Mr. Yormah made this disclosure while updating journalists on the Bureau’s responsibility of coordinating Standardization and Quality Management. He was speaking at the weekly Ministry of Information and Communication press conference held at Youyi Building in Freetown.
The Standards Bureau is a quality promoting and mainstreaming institution basing its work on solution delivery in metrology, standardization, conformity testing and certification.
He added that the institution has only two border entries: the Queen Elizabeth II Quay and the Gbalamunya Checkpoint on Guinea/Sierra Leone border crossing point. He cited that the challenge the Bureau faces at the Quay is that they are not given adequate space to meaningful do quality inspection and so at least 60-70% of the containers leave the premises without undergoing thorough quality inspection.
“Any substandard good contained in those containers that escapes our inspection regime can enter the market without our knowledge,” he lamented.
He further said that, their observation is that the lack of quality goods and services is the major hurdle to the effective participation of Sierra Leone and other West African states to World Trade which is a constraint to economic and social development.

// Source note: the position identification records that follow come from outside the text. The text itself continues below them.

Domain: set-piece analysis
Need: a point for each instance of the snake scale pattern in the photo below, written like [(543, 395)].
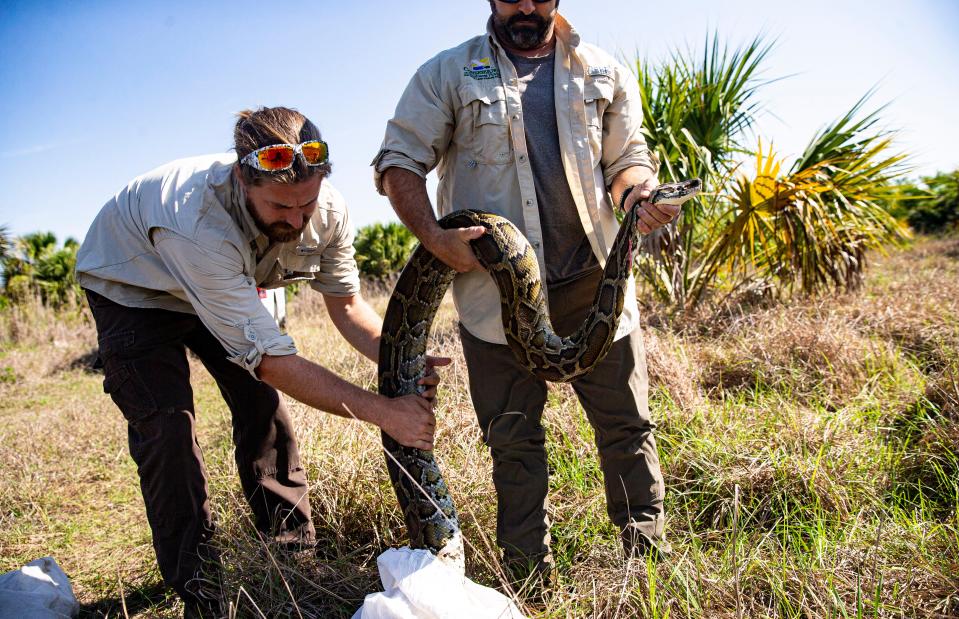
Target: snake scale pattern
[(427, 506)]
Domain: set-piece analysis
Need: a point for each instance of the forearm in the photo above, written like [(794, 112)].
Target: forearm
[(357, 323), (407, 193), (635, 175), (316, 386)]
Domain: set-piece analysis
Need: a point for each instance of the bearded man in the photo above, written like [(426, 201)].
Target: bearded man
[(528, 122), (173, 262)]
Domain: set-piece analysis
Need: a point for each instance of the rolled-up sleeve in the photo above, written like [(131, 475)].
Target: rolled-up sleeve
[(224, 298), (419, 133), (623, 143)]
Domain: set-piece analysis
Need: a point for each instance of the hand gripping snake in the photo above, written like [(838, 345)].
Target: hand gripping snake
[(503, 250)]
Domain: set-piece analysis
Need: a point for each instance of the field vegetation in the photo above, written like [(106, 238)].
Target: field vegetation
[(808, 406), (811, 454)]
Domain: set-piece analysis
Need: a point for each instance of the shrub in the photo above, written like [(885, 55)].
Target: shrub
[(383, 249)]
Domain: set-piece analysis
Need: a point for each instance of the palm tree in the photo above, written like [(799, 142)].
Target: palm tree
[(37, 267), (805, 227)]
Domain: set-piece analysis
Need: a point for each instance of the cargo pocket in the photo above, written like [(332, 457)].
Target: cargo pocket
[(121, 379), (484, 109), (597, 95)]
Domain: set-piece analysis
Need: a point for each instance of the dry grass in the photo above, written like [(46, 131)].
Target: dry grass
[(809, 449)]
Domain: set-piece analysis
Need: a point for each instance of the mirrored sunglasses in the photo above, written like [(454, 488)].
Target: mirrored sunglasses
[(278, 157)]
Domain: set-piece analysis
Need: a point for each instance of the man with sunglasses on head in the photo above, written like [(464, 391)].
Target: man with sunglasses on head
[(172, 263), (528, 122)]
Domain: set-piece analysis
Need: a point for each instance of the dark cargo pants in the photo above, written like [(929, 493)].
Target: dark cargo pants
[(509, 404), (147, 375)]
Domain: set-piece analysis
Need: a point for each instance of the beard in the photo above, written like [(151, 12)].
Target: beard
[(278, 232), (522, 31)]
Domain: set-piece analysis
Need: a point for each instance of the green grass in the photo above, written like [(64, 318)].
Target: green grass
[(811, 454)]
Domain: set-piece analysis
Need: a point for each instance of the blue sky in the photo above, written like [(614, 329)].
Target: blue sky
[(95, 93)]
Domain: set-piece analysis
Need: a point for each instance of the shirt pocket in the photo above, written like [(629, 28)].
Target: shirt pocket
[(485, 114), (300, 263), (597, 95)]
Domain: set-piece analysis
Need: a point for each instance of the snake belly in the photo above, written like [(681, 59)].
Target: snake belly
[(424, 498)]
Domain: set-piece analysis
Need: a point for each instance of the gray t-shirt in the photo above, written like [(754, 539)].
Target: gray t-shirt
[(567, 250)]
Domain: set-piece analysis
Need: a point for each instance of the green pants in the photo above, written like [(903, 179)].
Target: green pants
[(509, 404)]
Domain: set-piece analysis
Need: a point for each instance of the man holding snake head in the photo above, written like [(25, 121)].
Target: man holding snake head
[(528, 122)]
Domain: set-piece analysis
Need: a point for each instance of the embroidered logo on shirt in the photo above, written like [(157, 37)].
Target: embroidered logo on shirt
[(481, 69), (600, 72)]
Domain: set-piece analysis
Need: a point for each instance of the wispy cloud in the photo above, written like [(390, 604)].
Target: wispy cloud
[(38, 149)]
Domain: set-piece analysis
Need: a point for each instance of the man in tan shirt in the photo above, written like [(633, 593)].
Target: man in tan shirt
[(528, 122), (172, 263)]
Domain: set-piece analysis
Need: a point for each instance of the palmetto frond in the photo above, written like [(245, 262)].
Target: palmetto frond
[(805, 226)]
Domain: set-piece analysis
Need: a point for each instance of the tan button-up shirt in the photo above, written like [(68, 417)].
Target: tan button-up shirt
[(180, 238), (461, 114)]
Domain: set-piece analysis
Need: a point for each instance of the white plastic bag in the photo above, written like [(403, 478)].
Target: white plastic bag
[(420, 586), (38, 590)]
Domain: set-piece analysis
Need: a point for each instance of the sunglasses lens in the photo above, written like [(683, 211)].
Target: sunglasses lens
[(276, 158), (315, 152)]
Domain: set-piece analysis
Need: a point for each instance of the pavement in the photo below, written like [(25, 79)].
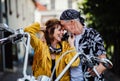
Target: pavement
[(15, 73)]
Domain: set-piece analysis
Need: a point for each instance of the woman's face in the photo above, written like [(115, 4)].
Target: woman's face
[(58, 33)]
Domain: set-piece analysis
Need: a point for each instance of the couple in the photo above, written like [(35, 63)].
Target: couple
[(49, 51)]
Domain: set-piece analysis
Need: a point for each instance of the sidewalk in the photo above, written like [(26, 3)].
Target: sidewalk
[(13, 75)]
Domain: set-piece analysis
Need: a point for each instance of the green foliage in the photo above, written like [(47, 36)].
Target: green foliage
[(104, 16)]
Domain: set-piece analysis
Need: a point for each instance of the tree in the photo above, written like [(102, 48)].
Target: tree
[(103, 15)]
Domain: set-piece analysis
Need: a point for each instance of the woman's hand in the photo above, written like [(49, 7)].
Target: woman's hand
[(71, 40)]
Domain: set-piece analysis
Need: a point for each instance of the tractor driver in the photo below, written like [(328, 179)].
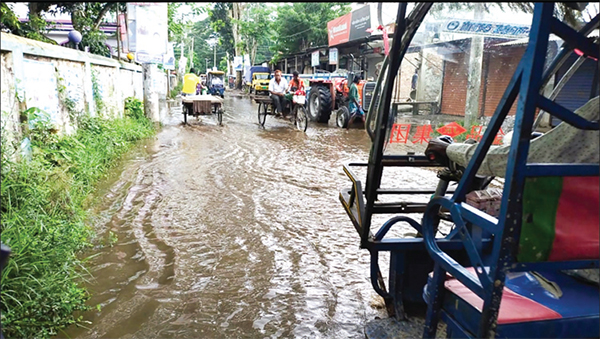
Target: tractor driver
[(277, 87), (295, 83), (354, 106)]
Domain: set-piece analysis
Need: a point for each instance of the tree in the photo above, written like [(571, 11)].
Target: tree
[(201, 33), (222, 17), (255, 29)]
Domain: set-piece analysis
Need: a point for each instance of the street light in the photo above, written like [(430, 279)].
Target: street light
[(212, 41)]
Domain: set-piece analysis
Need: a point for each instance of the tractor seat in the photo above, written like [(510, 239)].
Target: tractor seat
[(556, 305)]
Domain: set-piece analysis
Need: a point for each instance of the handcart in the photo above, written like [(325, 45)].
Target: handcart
[(196, 105)]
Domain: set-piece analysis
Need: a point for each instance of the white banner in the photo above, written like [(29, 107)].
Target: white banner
[(169, 60), (333, 58), (315, 59), (148, 30), (238, 63)]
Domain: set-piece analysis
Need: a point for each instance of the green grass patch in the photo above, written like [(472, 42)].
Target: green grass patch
[(44, 202)]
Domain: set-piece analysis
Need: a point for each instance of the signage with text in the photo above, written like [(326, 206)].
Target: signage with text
[(333, 56), (339, 30), (360, 22), (315, 59), (352, 26), (485, 28)]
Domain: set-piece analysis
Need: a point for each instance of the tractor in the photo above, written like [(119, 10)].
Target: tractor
[(328, 95)]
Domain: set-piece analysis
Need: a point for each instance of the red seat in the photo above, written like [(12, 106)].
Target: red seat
[(514, 308)]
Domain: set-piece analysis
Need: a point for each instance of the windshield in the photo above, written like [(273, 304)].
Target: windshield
[(454, 73)]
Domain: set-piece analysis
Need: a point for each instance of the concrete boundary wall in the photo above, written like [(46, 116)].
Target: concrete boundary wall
[(42, 75)]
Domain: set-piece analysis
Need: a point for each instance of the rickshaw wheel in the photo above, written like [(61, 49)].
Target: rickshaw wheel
[(262, 114), (301, 118)]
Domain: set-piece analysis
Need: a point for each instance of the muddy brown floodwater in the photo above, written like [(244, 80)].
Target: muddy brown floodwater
[(231, 231)]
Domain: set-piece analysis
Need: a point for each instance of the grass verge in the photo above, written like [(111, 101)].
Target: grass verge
[(43, 206)]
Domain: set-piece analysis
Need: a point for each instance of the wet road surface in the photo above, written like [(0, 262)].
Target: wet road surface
[(233, 231)]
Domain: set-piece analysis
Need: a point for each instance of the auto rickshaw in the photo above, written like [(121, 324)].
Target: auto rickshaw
[(215, 84), (484, 270)]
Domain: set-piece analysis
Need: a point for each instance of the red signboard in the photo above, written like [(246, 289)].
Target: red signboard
[(339, 30), (452, 129)]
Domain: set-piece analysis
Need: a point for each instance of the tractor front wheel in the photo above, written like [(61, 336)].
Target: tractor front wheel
[(342, 117)]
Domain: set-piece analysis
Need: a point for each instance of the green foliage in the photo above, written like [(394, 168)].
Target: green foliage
[(201, 32), (8, 19), (256, 28), (69, 104), (220, 21), (43, 205)]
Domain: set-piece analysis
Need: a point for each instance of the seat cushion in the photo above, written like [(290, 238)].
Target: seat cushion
[(557, 213), (528, 306)]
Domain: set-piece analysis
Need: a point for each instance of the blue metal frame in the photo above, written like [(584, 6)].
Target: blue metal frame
[(489, 282)]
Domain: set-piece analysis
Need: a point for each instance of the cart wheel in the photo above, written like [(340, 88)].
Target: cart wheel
[(301, 118), (262, 114)]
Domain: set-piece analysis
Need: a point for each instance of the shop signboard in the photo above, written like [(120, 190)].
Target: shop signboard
[(485, 28), (315, 59), (339, 29), (349, 27), (333, 57), (360, 22)]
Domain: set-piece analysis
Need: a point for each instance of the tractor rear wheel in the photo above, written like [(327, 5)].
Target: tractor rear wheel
[(319, 104)]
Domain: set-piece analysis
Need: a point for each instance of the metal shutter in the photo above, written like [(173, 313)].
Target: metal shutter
[(578, 90)]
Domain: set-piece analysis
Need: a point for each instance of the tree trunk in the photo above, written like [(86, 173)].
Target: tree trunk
[(102, 14), (237, 8)]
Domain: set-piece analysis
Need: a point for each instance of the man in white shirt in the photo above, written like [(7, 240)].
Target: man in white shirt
[(563, 144), (277, 87)]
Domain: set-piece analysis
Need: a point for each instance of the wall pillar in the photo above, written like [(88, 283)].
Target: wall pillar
[(151, 105)]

Low capacity to robustly test and ascertain the quality status of imported and locally produced goods and services is another reason why the West African region has become the dumping ground of substandard goods and services with negative impact on human health and the environment.
He stated that one of their key mandates is the protection of human health, the economy and the environment from the negative impacts of substandard products.
“We are presently under-resourced to the extent that we lack the resource to mount a robust and effective border Quality Inspection and Market Surveillance,” he added.
Responding to questions, the Manager for Inspection at the Queen Elizabeth II Quay Mohamed Osman Bah noted that some people are refusing inspection of their containers, adding that if they allow them to inspect their containers 80% would not have proper documentation for quality.
“The situation we have now is that they do not have quality and conformity certificates to bring their goods into the country,” he stressed.
He added that importers are supposed to submit their safety manual, warranty, bill of lading, manifest and manufacture declaration, adding that it is based on the manifest that they will know what is coming into the country but they have been harassed to inspect certain containers.
“They will start calling people for us and say we don’t need to check this container as it has gone through Customs forgetting that Customs parameters are different from ours,” he said.
Most of containers according to Mr. Bah do not have certificate of acceptance from the Standards Bureau.